THE Royal College of Physicians (RCP) has adopted a neutral position on assisted dying following a survey of its UK fellows and members.
The survey found that 43.4 per cent of respondents thought the RCP should oppose a change in the law on assisted dying compared to 31.6 per cent who believe the College should support reform. The remaining 25 per cent thought the RCP should adopt a neutral stance on the issue.
The RCP Council had decided in advance of the survey that a decision to either support or oppose a change in the law would require a supermajority of 60 per cent and a neutral stance would reflect the lack of a simple majority for any particular view.
The percentage wanting the RCP to support a change in the law increased to 31.6 per cent from 24.6 per cent when the last survey was conducted in 2014.
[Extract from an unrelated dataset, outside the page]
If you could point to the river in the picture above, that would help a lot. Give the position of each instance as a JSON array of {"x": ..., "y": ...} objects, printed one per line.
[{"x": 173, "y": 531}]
The online survey completed by 6,885 respondents from more than 30 specialties also found that fellows and members personally supporting a change in the law on assisted dying rose to 40.5 per cent from 32.3 per cent, and those opposing fell from 57.5 to 49.1 per cent. Those prepared to participate in assisted dying increased from 21.4 to 24.6 per cent, while the percentage saying no to this fell by a similar amount, from 58.4 to 55.1 per cent.
RCP president Professor Andrew Goddard said: "It is clear that there is a range of views on assisted dying in medicine, just as there is in society. We have been open from the start of this process that adopting a neutral position will mean that we can reflect the differing opinions among our membership.
"Neutral means the RCP neither supports nor opposes a change in the law and we won’t be focusing on assisted dying in our work. Instead, we will continue championing high-quality palliative care services."